Linke hacken Rechte

Tages-Anzeiger vom 21.4.2010

Die Kundendatenbank des Nazi-Modeherstellers Thor Steinar wurde von Exponenten der Antifa-Szene gehackt. Die Rechten aber freuts – sie nutzen die Adressliste für ihr Directmarketing.

Maurice Thiriet

Immer, wenn antifaschistische Hacker privaten Mailverkehr oder Adressdatenbanken aus rechtsradikalen Kreisen oder Internetversanddiensten publizieren, ist bei den Neonazis der Katzenjammer gross. Dann wissen plötzlich alle, welch dunkelbraunes Gedankengut die sich nach aussen hin seriös gebenden Burschen wälzen, wenn sie unter sich sind.

Oder dass ein Neonazi einem anderen Neonazi gerne Armbinden mit Hakenkreuz schenken will. Oder es wissen plötzlich alle, dass der Neonazi seine Vorgesetzten im Militär «etwas schwul» findet und dass er nach Feierabend schon öfter den Wunsch verspürt hat, ein Tutu zu tragen. Ähnliches ist der Partei National Orientierter Schweizer (Pnos) bereits öfter passiert.

«Von Nazis für Nazis»

Nun haben die Antifa-Hacker erneut zugeschlagen und die Kundendatenbank von Thor Steinar gehackt. Die Kleidermarke, positioniert im Segment «von Nazis für Nazis», führt unter anderem Shirts mit der Abbildung eines Maschinengewehrs von Heckler und Koch in Kombination mit dem Aufdruck «Hausbesuche». Das ursprüngliche Logo der deutschen Firma ist 2004 wegen zu starker Anlehnung an Nazisymbolik verboten worden. Noch heute ist das Tragen der Marke Thor Steinar im deutschen Bundestag und mehreren Fussballstadien verboten.

Im gehackten Kundenstamm von Thor Steinar fanden sich unter anderem auch rund 1000 Schweizer Adressen. Und natürlich, man ahnt es, finden sich unter den rund 1000 Schweizer Namen auch bekannte Mitglieder der Pnos. Ein neuerlicher Rückschlag für die Bemühungen um ein seriöses Image.

Aber, statt wie sonst üblich, zum Katzenjammer über die bösen und arbeitsscheuen Antifaschisten-Hacker anzusetzen, nutzen die Rechtsextremen die Vorarbeit der Hacker für zielgruppenspezifisches Marketing: Zwar sind wohl viele der Namen auf der Liste frei erfunden, weil auch Staatsschützer, Antifaschisten und Journalisten sich als Kunden ausgeben, um an Informationen aus dem rechtsextremen Dunstkreis zu kommen.

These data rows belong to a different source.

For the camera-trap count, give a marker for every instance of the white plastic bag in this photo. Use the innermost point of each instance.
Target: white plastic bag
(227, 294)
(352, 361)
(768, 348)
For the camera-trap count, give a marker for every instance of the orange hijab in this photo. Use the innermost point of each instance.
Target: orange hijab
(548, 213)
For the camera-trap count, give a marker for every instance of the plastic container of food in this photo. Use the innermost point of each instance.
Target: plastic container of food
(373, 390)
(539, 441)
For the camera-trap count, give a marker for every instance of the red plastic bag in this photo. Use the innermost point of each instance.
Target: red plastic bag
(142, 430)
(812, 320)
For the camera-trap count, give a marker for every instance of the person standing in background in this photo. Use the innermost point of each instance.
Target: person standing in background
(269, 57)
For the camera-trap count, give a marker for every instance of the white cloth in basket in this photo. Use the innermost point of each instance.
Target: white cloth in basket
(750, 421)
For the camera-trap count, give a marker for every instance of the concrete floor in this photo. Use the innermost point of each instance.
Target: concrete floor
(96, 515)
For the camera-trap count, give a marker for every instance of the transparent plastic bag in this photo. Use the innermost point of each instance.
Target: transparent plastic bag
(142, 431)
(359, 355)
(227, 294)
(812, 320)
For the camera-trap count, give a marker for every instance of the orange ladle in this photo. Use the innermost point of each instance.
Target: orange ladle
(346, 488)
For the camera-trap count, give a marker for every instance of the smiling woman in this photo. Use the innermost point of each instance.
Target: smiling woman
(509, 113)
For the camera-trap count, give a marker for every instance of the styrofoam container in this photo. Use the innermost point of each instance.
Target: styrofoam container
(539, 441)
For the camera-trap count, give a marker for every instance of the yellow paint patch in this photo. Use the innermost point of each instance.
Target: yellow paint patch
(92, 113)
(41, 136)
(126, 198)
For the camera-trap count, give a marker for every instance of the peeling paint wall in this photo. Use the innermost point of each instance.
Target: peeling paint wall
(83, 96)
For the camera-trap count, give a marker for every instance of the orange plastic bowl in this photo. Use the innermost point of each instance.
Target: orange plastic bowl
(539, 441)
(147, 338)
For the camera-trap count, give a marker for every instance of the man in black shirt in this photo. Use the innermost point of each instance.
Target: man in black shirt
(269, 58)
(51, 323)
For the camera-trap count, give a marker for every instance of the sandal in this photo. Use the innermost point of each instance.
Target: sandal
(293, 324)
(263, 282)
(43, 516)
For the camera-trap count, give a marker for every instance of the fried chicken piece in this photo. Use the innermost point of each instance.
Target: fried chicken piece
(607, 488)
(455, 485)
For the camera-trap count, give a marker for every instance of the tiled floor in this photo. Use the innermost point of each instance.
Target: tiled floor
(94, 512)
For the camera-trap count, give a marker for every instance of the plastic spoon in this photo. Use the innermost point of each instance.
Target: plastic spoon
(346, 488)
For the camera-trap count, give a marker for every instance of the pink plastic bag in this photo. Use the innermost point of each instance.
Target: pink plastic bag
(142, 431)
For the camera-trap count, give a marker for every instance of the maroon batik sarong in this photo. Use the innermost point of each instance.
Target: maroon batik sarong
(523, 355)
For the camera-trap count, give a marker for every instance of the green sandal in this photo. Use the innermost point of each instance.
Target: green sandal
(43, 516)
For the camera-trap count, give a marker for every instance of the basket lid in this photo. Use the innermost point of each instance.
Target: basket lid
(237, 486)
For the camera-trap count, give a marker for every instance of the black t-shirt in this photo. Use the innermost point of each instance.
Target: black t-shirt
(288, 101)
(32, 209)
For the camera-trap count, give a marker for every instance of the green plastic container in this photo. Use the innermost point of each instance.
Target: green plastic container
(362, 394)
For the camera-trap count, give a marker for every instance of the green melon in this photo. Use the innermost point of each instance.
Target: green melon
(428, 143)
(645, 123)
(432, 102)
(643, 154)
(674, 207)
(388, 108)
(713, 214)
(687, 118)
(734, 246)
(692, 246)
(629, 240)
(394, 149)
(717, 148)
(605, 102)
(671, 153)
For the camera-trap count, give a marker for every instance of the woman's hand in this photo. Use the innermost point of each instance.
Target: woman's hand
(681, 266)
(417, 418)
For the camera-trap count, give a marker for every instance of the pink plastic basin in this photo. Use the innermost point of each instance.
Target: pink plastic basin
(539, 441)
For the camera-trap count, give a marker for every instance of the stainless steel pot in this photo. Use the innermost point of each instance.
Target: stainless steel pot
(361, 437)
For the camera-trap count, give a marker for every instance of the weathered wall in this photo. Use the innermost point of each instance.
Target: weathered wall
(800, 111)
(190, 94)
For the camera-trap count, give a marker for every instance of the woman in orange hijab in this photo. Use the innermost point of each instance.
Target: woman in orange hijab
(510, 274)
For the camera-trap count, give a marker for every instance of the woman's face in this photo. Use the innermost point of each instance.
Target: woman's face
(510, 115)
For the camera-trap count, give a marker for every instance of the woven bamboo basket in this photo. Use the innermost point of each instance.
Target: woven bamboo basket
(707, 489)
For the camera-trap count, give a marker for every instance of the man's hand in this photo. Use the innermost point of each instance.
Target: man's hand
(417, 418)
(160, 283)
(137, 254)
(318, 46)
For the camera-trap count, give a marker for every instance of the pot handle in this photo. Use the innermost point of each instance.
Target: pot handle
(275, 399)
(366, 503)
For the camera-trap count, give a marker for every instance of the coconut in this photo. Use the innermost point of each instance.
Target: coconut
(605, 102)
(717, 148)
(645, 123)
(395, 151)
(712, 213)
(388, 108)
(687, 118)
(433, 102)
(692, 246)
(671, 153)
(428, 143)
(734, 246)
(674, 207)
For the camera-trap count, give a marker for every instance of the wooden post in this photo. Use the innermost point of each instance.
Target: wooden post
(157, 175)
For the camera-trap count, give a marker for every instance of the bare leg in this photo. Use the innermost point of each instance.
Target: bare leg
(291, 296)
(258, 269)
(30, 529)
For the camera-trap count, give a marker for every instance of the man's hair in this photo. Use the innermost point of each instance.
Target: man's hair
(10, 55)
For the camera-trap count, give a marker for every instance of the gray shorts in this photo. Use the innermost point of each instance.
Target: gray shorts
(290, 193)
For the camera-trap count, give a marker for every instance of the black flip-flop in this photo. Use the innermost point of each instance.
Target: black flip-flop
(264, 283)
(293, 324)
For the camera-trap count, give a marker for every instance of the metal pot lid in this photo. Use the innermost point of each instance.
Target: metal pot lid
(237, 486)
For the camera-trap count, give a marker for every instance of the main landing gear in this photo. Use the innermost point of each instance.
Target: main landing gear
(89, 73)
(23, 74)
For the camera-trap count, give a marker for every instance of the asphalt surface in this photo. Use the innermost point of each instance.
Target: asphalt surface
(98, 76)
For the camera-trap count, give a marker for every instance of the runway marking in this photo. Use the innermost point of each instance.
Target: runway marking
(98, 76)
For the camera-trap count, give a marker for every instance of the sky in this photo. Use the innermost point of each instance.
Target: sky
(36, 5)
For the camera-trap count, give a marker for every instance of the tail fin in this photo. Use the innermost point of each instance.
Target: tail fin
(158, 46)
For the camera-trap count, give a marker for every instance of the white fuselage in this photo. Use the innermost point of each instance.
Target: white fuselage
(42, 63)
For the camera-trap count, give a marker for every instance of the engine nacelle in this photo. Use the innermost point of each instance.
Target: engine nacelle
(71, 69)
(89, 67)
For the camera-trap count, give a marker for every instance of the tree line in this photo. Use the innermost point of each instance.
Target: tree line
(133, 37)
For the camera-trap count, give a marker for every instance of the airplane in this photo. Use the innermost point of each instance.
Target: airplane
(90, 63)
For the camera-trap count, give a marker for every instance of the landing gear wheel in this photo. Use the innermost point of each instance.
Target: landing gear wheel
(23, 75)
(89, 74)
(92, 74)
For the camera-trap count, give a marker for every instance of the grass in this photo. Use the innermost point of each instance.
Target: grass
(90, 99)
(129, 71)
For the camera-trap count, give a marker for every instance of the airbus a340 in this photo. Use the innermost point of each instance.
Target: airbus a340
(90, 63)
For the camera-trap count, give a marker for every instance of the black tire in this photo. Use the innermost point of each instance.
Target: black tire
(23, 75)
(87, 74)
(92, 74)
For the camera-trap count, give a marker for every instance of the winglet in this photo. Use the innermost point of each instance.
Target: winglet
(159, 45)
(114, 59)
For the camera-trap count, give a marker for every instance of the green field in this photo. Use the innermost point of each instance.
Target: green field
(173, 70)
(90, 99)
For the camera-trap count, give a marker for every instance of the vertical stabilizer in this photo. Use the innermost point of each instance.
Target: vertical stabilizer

Andere haben ohne politische Hintergedanken bei Thor Steinar bestellt oder sind aus der rechtsextremen Szene ausgestiegen. Doch im Grossen und Ganzen umfasst die von der Antifa veröffentlichte Datenbank exakt die potenzielle Klientel der Pnos: Menschen mit einer Affinität zu rechtsextremem Gedankengut.

Leert Postfach nur einmal im Monat

Also setzte sich Pnos-Präsident Dominic Lüthard an den Computer und schrieb einen Brief. Den schickte er an 600 Deutschschweizer Adressen auf der Thor-Steinar-Kundenliste, «um sie auf diese feige Hackattacke vonseiten linker Kreise aufmerksam zu machen», wie es im Schreiben einleitend heisst. Unten wird dem geneigten Leser klar, woher der Wind weht: «In der Beilage finden Sie ein paar Werbeartikel, die Sie vielleicht zu einer Mitgliedschaft in unserer Partei bewegen könnten», schreibt Lüthard – beigelegt sind auch Einzahlungsscheine.

Damit habe das Mailing nach Angaben Lüthards bereits genug an Spenden generiert, um die Kosten zu decken. Über die Zahl der Neueintritte in die Partei könne man noch nichts sagen. Per Mail hätten sich bis jetzt fünf Personen angemeldet, doch davon rät Lüthard in seinem Brief «aus Sicherheitsgründen» ab. Und das Postfach leere er nur einmal im Monat.

Lüthard lernt Französisch

Auf seiner Homepage stichelt er derweil gegen die Antifa-Hacker: «Wir werden alle weiteren Veröffentlichungen auch als Chance nutzen.» Aus dem Umfeld der antifaschistischen Hacker heisst es, dass man trotzdem weitermache. Die Öffentlichkeit müsse erfahren, wer die Neonazis seien und was sie nach der Arbeit tun würden.

Lüthard, so viel sei verraten, lernt Französisch – damit er auch die 100 welschen Kunden von Thor Steinar anschreiben kann.